Getting off the ground
   It took a little over a year and around $100,000 for BAS’ new maintenance and avionics facility to become a reality. BAS started the process by purchasing San Juan Avionics, located in Port Angeles.
   “Ironically, we needed a shop and employees in place before we could get certified by the FAA,” Geer said. “And we couldn’t operate the facility if you weren’t certified.”
Much of the process involved plenty of paperwork and the testing of equipment.
“It’s a micromanaged process, and it’s that way for good reason,” Geer said. “The FAA doesn’t want people working on planes who have no business being there.”
The day after BAS received their certification in April, planes began lining up outside the facility.

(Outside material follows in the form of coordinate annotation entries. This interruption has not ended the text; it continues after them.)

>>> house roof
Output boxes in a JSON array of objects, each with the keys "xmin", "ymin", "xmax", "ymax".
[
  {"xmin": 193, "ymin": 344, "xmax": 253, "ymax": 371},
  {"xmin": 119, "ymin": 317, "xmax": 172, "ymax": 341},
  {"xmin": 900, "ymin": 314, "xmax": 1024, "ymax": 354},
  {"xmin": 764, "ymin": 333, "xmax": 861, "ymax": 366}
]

   “We quickly learned that it was important to be flexible with our scheduling,” Geer said. “Right from the start we were getting drop-ins, pilots who needed something fixed quickly so they could get back into the air. We had to prioritize the work we were doing with the drop-ins with the pre-booked avionic installation work, which can take weeks to do.”
   BAS has also learned the best way to attain solid profit margins is through the avionics installations, and less so with the repair business. Like many products today, it is more challenging to repair a 30-year-old radio because it is difficult to find the parts for it.
   “We’ll do our best in trying to find the parts, but for many planes, an overall upgrade is required,” Geer said.
   As the facility becomes more established, Geer said, there are a variety of services that can be added. One intriguing idea is getting into the installation of high-end electronic entertainment systems for corporate jets.
   “It’s a niche worth looking at, but we want to make sure we are good at the basics before we even attempt that,” Geer said. “We are also looking at ideas such as expanding out beyond the Pacific Northwest as an FBO, using Bellingham as a template.”
   For now, the focus is on Bellingham.
   “We’re very happy with how its gone to this point, and I think Bellingham is benefiting as a community,” Geer said. “There is an increased perception among the pilots that there are more air services being offered in Bellingham, and pilots are making the trip here. As more services are added, there are more high-paying jobs created. We’re already working with the Bellingham Technical College to get more people trained in avionics.
   “I think this is the kind of economic opportunity Bellingham is looking for.”